On an ordinary day, I get done all my daily chores and make a reasonable amount of progress on the current task (or tasks) I have in front of me. On an exceptional day, however, brimming with gumption, I tear through all my pressing work and have some extra time and energy to apply to the backlog. This can be a problem.

I have an ongoing issue with accumulating unfinished projects. Some people have a surfeit of good ideas. I have a surfeit of good ideas with accompanying 1-to-3-page treatments. I also have a little problem with scale; I tend to inflate a clever idea into a clever idea for a grand project. I’m trying to work on actualizing ideas at a scale where they might be doable; it still leaves me with the problem of generating ideas, working on them until I’ve written out the initial impulse, and then setting them aside to get back to more pressing tasks.

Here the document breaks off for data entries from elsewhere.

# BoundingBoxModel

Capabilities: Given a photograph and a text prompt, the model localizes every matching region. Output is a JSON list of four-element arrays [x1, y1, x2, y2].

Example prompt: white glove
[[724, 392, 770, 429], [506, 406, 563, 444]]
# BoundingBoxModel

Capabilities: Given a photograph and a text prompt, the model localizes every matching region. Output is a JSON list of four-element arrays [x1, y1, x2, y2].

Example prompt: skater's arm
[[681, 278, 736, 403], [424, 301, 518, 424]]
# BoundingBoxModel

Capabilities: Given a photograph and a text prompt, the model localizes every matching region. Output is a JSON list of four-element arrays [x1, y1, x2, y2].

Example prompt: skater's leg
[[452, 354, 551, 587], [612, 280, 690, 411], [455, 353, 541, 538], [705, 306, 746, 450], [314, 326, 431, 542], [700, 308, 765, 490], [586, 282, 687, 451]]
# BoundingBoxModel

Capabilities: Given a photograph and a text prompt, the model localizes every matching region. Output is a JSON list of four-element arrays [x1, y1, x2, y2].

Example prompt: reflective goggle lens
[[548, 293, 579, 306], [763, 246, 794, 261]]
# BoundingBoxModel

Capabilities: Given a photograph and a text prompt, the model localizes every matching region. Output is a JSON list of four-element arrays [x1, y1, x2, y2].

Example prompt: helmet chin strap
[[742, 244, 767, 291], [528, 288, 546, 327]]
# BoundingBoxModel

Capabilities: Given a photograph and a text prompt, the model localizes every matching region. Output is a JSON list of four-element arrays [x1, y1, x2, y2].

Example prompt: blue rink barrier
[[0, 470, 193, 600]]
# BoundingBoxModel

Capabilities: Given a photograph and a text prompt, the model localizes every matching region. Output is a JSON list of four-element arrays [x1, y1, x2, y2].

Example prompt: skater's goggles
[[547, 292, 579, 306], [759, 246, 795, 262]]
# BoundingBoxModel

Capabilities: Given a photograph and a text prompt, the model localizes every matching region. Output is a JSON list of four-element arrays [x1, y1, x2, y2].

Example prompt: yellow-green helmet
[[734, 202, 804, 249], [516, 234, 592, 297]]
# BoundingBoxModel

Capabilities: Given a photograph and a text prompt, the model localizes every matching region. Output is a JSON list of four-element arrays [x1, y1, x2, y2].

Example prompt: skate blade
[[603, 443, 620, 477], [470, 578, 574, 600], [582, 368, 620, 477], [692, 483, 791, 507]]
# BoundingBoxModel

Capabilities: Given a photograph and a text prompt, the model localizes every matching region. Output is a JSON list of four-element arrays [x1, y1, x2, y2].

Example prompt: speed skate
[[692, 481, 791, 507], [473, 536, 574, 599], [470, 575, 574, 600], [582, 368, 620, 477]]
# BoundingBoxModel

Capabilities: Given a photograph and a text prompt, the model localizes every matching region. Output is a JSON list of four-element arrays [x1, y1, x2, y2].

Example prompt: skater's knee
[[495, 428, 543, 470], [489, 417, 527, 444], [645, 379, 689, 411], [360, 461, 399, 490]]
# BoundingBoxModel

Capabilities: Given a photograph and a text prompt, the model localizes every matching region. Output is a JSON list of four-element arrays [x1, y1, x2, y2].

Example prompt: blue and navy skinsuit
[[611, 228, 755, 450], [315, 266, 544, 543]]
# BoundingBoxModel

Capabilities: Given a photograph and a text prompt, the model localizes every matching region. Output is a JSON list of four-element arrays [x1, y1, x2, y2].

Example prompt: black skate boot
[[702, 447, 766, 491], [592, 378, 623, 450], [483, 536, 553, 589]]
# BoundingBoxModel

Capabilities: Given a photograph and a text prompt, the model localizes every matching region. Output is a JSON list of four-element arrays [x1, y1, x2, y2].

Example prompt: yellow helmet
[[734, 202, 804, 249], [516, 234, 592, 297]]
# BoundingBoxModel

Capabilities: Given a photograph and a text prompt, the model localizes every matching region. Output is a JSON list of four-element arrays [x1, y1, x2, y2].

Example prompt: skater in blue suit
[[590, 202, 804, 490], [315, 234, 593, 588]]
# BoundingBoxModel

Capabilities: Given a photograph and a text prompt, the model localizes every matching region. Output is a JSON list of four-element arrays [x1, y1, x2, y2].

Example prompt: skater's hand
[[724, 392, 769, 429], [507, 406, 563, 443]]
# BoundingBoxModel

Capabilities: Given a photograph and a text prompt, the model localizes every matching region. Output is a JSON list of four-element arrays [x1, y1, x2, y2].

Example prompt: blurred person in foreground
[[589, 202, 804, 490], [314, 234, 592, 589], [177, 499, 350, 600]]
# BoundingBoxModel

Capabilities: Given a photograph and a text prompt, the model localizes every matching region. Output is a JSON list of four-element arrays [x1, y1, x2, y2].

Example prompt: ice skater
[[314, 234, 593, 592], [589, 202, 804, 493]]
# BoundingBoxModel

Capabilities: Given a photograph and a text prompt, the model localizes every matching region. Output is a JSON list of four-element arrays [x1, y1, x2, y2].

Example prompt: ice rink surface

Most days, these projects in cold storage don’t bother me, as I don’t have to think about them. I note a piece of paper, or an object attached to a project, and maybe think in passing, “I should get back to that; that was cool.” But I have other fish to fry, and so the epic backlog just sits like a vague malaise over me.

When I actually have the time to pay attention, however, it starts to unpack, and I begin to understand the implications of seeing a project through to completion, with all the subordinate tasks (some extremely trying), all the unknowns, all the iterations. And usually, several unpack at once in my head. (Prioritization is also a problem.)

This is intimidating. Often, I wind up cutting the workday short with psychic anaesthetic in an attempt to avoid the reality of all the crap I told myself I’d do.